Denis Charbit s’est dit convaincu que la négociation entre Israël, les Palestiniens, leurs voisins arabes, les Etats-Unis et l’Union Européenne était déjà poussée très loin et que l’heure de vérité politique était arrivée pour Benjamin Netanyahou, Premier ministre de l’Etat d’Israël. Pour lui, les circonstances historiques ne justifient plus l’argument du statu quo que Benjamin Netanyahou mettait en avant pour expliquer ses réticences quant à l’ouverture des pourparlers sur la création d’un Etat Palestinien à côté d’Israël, bien qu’il se soit théoriquement déclaré en faveur de cette solution.
Mossi Raz a estimé que si Benjamin Netanyahou continuait de freiner le nouveau processus de paix entamé par le Secrétaire d’Etat américain, le camp de la paix en Israël devrait se mobiliser largement pour faire pression sur son gouvernement. Dans le cas d’un refus israélien, les menaces internationales de boycott économique risquent de se réaliser. Les deux intervenants s’attendent à ce qu’une scission se produise au sein du Likoud (droite nationaliste) mais espèrent voir se former une nouvelle coalition gouvernementale avec les Travaillistes, le Parti de Yaïr Lapid et le Shass, afin que les modalités de l’accord de paix puissent se négocier sans entraves systématiques.

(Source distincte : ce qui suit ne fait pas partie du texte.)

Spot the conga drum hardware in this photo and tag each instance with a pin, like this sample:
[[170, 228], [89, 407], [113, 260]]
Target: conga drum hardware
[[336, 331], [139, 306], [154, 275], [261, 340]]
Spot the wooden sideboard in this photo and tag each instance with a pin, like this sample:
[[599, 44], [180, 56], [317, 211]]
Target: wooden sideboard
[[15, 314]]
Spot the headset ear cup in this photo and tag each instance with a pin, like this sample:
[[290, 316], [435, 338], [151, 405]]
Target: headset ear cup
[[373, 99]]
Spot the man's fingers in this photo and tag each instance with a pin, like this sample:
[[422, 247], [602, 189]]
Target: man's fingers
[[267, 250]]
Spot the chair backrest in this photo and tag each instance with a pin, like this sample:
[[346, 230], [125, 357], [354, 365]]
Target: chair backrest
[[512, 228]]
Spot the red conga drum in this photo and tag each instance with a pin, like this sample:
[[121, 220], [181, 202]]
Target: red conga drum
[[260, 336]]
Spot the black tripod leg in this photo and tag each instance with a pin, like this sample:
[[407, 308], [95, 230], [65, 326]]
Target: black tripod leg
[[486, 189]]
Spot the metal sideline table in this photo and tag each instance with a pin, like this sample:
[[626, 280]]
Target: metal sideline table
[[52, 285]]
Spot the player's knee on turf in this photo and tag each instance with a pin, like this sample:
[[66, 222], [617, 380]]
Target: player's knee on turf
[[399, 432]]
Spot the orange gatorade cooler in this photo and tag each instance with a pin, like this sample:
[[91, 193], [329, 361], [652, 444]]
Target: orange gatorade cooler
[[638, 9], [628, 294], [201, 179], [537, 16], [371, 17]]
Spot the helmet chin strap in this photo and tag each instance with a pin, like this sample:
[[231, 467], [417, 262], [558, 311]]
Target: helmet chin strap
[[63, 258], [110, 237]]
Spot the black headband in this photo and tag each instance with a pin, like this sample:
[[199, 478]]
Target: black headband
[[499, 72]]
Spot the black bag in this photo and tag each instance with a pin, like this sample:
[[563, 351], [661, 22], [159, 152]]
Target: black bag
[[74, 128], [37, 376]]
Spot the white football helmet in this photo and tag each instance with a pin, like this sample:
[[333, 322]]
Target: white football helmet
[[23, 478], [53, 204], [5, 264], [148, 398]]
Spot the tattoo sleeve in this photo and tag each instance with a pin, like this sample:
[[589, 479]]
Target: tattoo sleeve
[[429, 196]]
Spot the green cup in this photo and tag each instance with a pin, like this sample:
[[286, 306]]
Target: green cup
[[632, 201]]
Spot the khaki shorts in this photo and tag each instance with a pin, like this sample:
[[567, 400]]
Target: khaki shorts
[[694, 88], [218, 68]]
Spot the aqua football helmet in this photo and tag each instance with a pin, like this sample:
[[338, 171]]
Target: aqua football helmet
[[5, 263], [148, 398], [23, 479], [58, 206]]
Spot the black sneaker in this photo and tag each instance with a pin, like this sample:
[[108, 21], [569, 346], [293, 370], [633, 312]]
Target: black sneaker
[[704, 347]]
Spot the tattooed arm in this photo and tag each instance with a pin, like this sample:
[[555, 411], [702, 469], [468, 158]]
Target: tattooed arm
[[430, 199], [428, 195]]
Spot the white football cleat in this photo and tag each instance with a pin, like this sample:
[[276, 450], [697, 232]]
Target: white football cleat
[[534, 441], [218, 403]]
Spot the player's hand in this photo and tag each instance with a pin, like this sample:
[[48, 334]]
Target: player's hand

Denis CHARBIT est professeur de sciences politiques à l’Université ouverte de Tel-Aviv. Il est l’auteur de nombreux articles et de plusieurs ouvrages sur Israël, le Moyen Orient et le monde juif. Il a publié, notamment, un livre de référence : « Qu’est-ce que le sionisme? » (A. Michel, 2007) et, plus récemment : « Les intellectuels français et Israël 1948-2000 » (Hachette, 2009).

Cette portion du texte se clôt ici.